Increased QOPs in peripheral blood by FYT720 appear to be derived form hematopoietic organs. Characteristics of RANK-positive cells detected in peripheral blood were similar to those of RANK-positive cells in bone marrow. Using interval two-photon microscopy, Ishii and colleagues26 showed that FYT720 increased dynamic migration of osteoclast precursors between the blood and bone. These results suggest that FYT720 promoted the egress of QOPs from hematopoietic tissues.
The cellular mechanism of the egress of QOPs from hematopoietic organs into the bloodstream remains to be elucidated. Circulating QOPs were increased in response to FYT720 treatment in mice, suggesting lipid-mediated chemotaxis to be involved in the egress of QOPs from hematopoietic tissues. QOPs were detected in BMP disks but not in the control disks in RANKL−/− mice, suggesting that they recognize signals from bone tissues to settle down. Our data also indicate that neither RANKL nor M-CSF is responsible for the chemotaxis of QOPs. Omatsu and colleagues58 reported that CXC chemokine ligand (CXCL) 12-abundant reticular (CAR) cells play important roles in maintaining hematopoietic stem cells and B lymphocytes in bone marrow. CAR cells have been shown to play a critical role in the homing of hematopoietic stem cells to bone. CAR cells are specifically located in endochondral bone tissues, especially in the space between blood vessels and bone.59 Therefore, we speculate that reticular cells in bone tissues, like CAR cells, aid the homing of QOPs to bone through interaction between chemokines and chemokine receptors. Further experiments are required to elucidate the dynamics of circulating QOPs.

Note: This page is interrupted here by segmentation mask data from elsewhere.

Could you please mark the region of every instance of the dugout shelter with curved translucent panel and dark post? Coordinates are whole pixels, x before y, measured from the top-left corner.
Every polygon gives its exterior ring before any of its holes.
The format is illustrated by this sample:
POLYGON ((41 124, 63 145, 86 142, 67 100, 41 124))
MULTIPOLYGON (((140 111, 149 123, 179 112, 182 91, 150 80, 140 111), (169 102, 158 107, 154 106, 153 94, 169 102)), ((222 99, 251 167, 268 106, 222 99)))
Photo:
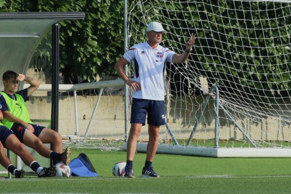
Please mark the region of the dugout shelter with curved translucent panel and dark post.
MULTIPOLYGON (((2 77, 6 70, 14 70, 25 75, 32 64, 38 65, 36 72, 38 69, 42 69, 39 71, 40 74, 44 73, 43 70, 46 67, 49 67, 47 73, 51 74, 52 85, 51 128, 57 131, 60 37, 58 23, 63 20, 83 19, 84 17, 83 12, 0 13, 0 75, 2 77), (35 57, 36 51, 42 53, 42 56, 35 57)), ((18 89, 22 89, 23 82, 19 83, 18 87, 18 89)), ((3 90, 2 83, 0 90, 3 90)), ((21 160, 14 159, 14 157, 11 157, 11 160, 17 164, 18 168, 23 167, 21 160)), ((40 164, 48 166, 46 163, 48 161, 43 160, 38 161, 40 164)), ((0 171, 3 170, 6 169, 0 167, 0 171)))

All the authors state that they have no conflicts of interest.
A Muto, T Mizoguchi, and N Udagawa contributed equally to this work.

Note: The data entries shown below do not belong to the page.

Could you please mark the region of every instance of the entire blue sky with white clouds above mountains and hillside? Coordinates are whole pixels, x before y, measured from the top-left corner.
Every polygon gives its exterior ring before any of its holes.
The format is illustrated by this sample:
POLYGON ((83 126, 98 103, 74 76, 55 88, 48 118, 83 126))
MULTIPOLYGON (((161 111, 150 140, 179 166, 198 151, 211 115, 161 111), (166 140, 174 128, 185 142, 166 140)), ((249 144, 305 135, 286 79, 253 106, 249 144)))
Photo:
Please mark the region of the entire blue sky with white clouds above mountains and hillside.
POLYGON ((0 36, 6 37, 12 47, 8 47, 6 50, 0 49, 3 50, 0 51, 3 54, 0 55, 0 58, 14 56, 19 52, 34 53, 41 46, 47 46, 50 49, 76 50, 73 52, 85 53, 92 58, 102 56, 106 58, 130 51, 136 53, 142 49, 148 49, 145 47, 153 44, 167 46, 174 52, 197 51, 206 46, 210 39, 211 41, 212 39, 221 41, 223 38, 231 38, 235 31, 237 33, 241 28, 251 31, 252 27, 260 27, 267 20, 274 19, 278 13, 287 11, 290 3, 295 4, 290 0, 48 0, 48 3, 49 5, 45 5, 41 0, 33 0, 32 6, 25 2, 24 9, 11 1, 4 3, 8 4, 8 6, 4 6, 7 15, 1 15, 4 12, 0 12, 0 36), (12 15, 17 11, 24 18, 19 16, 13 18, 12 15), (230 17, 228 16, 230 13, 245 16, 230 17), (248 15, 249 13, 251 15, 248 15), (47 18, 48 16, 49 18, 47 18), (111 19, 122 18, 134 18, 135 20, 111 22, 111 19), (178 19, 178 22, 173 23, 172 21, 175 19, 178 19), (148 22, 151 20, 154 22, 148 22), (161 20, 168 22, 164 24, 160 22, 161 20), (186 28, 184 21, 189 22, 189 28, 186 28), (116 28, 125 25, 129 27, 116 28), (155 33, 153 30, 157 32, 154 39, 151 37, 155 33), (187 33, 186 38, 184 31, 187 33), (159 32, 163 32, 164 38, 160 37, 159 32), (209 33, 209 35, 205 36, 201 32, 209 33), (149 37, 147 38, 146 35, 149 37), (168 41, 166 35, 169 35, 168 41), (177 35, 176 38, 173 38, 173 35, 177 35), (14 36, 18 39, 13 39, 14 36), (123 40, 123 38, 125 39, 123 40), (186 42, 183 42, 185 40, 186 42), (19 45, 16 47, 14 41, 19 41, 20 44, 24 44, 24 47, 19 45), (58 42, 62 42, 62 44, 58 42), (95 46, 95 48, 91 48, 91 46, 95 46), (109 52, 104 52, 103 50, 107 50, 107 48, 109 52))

This work was supported in part by Grants-in-Aid for Scientific Research [20791365 (TM), 20200019 (TM), 21890274 (AM), and 22390351 (NT)] from the Ministry of Education, Culture, Sports, Science and Technology of Japan and by a grant from Naito Foundation Natural Science (TM). GST-RANKL was kindly provided by Dr. Hisakata Yasuda (Oriental Yeast, Tokyo, Japan).
Authors' roles: AM, TM, SI, IK, YA, AA, and SH performed basic experiments; IK performed transmission electron microscope analysis; YA performed Gene Chip assay; JMP generated RANKL−/− mice; TM, NU, YK, YN, TN, and NT designed the study; and AM, TM, and NT wrote the manuscript.